Train model on labelled 2D measurement data

I have a dataset of several hundreds measurements each represented by an array of 2x60 datapoints. The measurements are categorized by labels into 8 different categories.

The data is structured as follows:
DATA = [
{‘labelA’: np.array([[0.0, 0.0], [1.1, 3.1], [2.5, 6.5], …, [0.1, 0.0]])},
{‘labelB’: np.array([[0.0, 0.0], [2.1, 1.1], [3.2, 4.5], …, [0.2, 0.0]])},
{‘labelA’: np.array([[0.0, 0.0], [1.1, 3.2], [2.5, 6.6], …, [0.1, 0.0]])},

{‘labelH’: np.array([[0.0, 0.0], [3.1, 1.1], [4.2, 4.2], …, [0.1, 0.0]])},
]

A single measurement can be represented in a graph:

I have two questions:

  1. What is the best way to load this data into a Tensorflow dataset?
  2. What Tensorflow model is best to use for this type of data? Since expanding my dataset is very time consuming I would like to make the most out of it.

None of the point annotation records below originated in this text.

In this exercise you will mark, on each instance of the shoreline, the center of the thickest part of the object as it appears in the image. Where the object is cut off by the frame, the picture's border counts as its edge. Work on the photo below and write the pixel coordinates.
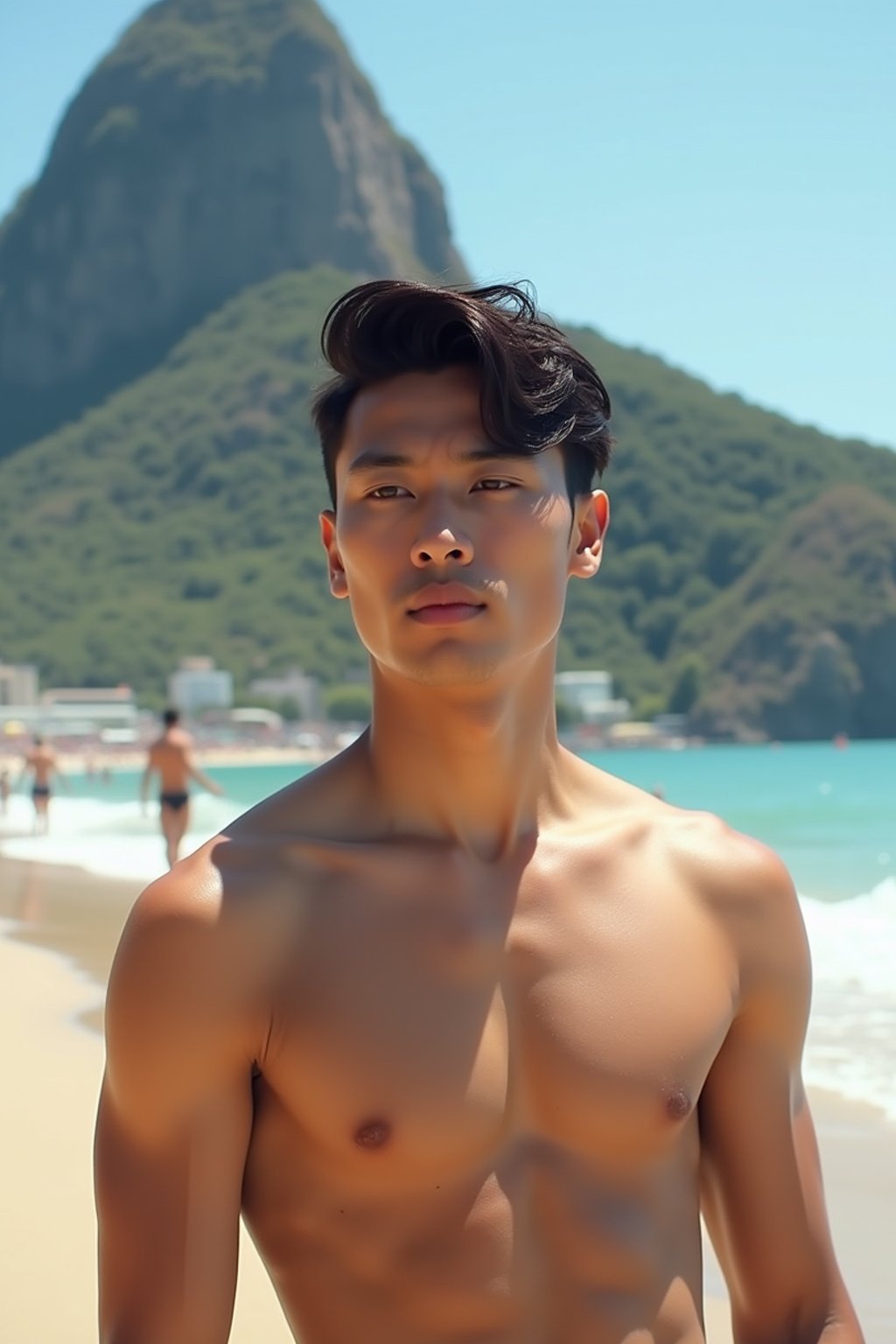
(58, 933)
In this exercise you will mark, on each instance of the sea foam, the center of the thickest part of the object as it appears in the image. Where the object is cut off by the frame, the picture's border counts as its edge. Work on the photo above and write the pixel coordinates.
(850, 1045)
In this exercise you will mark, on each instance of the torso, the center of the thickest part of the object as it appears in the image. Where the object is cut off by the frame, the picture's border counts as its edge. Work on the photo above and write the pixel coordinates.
(476, 1097)
(42, 764)
(170, 759)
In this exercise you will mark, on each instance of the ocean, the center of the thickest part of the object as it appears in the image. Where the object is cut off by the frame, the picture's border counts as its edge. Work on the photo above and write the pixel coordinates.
(828, 810)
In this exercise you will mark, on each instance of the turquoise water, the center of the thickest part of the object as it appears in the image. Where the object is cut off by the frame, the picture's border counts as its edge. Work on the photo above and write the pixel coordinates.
(830, 814)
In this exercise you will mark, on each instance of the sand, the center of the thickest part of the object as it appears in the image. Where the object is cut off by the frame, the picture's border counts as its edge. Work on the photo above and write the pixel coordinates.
(58, 930)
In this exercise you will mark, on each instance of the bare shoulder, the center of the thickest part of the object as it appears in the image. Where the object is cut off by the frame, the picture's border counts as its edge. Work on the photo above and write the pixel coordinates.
(746, 886)
(190, 993)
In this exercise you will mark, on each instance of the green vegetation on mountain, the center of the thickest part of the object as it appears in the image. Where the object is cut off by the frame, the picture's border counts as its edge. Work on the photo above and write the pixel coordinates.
(223, 173)
(746, 556)
(218, 144)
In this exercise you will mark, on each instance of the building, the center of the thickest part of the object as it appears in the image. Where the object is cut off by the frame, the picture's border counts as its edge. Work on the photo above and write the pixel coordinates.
(304, 691)
(590, 696)
(198, 684)
(89, 711)
(18, 684)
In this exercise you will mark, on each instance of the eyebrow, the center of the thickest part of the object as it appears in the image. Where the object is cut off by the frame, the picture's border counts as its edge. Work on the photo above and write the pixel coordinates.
(375, 458)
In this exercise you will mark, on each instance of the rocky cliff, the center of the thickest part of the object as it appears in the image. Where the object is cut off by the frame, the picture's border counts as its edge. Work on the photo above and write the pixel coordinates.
(222, 142)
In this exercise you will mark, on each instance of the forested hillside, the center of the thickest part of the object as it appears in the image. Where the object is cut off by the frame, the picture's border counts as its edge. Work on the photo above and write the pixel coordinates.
(220, 176)
(182, 516)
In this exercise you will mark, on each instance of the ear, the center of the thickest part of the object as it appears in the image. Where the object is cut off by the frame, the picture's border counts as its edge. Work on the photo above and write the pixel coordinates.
(589, 528)
(338, 581)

Any reference to similar problems is appreciated!
Many thanks in advance.

Sure! Here are a few options:

  • Thanks for sharing! I’m also curious about the best approach for this type of data.
  • Interesting problem! I’ll look into similar use cases and get back to you.
  • This looks challenging. I’m not familiar with this, but I’m willing to learn.

Hi @rvm, you can create a Tensorflow dataset in a way as shown in the below code. considering this as the raw data.

Initially you can get the labels and values from the data

label=[]
values=[]
for i in range(len(data)):
    label.append(list(data[i].keys())[0])
    values.append(list(data[i].values())[0])

and can create a tensorflow dataset using this

dataset = tf.data.Dataset.from_tensors((label, values))

please refer to this gist for working code example.

There are multiple options when it comes to building classification problem. you can use a fully connected neural network(FCNN), cnn, rnn’s etc. Thank You.